To: Tenchusatsu who wrote (229316)4/15/2005 12:13:49 AM
From: tejek  Respond to of 1585085
 
Ted, I would agree except there is an unknown variable.......how much oil is left in the world. In the past ten years, estimates of reserves have been lowered.

If prices shoot up because the oil reserves dry up all of a sudden, we'll just have a much faster shift to hybrids. It's the equivalent of melting the ice with a blowtorch.


That will depend how fast Toyota and Honda can ramp up. When I read about hybrids back in 2004, the ramp up projections were for a fairly slow pace. That may all have changed with the increase in oil prices.

ted



To: Tenchusatsu who wrote (229316)4/15/2005 7:57:57 AM
From: Road Walker  Respond to of 1585085
 
re: If prices shoot up because the oil reserves dry up all of a sudden, we'll just have a much faster shift to hybrids.

It's not that simple. There are probably about 150,000,000 cars on the road in this country. About 16,500,000 cars will be sold this year. Figure somewhere less than 10% hybrids (probably less than 5%), a drop in the <oil> bucket.

You need incremental change across the board, not just hybrids, to effect a real change in the supply / demand situation. If you put a $10K tax credit on the purchase of a Ford Focus (EPA estimate 35 MPG Highway) that costs ~16K, you are going to replace a lot of vehicles.
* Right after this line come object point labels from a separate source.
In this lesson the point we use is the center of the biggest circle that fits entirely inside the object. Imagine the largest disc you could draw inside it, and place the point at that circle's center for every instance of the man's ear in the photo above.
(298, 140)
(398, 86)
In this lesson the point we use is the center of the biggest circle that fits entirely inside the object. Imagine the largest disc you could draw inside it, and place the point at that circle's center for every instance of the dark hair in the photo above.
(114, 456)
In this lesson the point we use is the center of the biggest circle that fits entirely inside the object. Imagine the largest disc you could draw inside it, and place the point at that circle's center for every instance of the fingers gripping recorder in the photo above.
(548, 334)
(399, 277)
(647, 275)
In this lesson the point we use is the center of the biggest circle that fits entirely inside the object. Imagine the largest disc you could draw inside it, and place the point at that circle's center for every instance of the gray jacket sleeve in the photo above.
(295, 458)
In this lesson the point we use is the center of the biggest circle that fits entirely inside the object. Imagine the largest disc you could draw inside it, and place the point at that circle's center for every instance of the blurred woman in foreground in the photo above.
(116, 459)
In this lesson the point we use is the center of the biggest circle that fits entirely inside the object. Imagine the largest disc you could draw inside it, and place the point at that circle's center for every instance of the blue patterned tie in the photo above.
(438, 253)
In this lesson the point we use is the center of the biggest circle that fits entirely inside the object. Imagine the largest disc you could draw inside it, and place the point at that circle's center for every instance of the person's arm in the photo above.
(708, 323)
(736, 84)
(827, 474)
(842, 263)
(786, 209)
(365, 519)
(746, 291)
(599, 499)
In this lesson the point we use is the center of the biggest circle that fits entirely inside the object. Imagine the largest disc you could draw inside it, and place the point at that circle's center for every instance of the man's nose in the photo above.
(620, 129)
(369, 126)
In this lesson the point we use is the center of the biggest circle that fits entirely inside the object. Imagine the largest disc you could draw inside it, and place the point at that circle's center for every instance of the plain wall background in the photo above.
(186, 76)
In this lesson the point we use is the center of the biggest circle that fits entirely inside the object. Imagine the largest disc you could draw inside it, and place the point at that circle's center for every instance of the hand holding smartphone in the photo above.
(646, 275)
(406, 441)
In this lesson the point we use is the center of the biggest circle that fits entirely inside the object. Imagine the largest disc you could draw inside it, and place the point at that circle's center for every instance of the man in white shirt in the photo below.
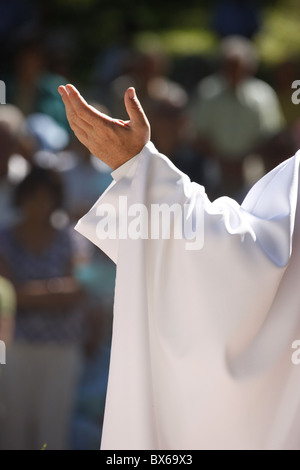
(202, 335)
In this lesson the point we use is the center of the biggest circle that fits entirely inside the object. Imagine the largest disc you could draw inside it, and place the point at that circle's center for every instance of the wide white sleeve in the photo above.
(267, 214)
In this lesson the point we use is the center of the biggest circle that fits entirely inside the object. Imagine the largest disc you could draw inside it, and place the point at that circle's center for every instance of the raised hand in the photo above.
(111, 140)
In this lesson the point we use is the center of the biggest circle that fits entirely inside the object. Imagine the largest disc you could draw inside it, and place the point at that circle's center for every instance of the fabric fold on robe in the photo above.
(202, 340)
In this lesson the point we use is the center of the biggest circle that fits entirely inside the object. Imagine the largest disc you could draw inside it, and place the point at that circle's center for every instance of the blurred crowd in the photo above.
(225, 130)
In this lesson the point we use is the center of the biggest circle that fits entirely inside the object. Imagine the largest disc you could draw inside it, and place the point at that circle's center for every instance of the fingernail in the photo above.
(131, 93)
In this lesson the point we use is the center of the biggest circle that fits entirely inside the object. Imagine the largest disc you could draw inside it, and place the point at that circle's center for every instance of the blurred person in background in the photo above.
(7, 323)
(7, 310)
(44, 361)
(235, 114)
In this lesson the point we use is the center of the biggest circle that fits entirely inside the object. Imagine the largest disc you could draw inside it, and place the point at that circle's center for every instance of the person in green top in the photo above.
(7, 310)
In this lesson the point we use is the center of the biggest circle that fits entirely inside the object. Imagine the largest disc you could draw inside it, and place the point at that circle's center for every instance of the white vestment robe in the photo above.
(203, 336)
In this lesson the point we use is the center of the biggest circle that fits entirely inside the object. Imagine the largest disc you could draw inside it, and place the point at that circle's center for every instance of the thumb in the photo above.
(134, 109)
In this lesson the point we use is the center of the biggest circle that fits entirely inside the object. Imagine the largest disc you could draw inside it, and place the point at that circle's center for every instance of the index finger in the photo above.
(83, 109)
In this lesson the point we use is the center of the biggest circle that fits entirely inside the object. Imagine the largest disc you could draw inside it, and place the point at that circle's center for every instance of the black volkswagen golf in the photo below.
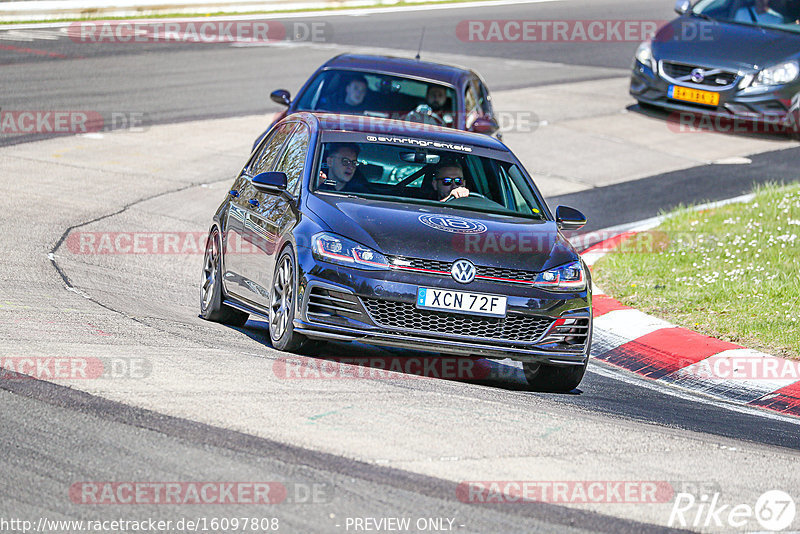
(344, 229)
Take the $10K from a tax on an Escalade (EPA estimate 17 MPG Highway) that costs ~$55K. The Focus gets a price decrease of 62.5%, the Escalade an increase of 18%. (Don't hold me to the precise tax/credit amounts... this is just an example).

The auto companies would certainly take notice... and improve their fleet mileage. The change in consumption would happen very quickly, because of the low price of the high mileage cars. No need to wait for hybrids to become a significant part of auto production.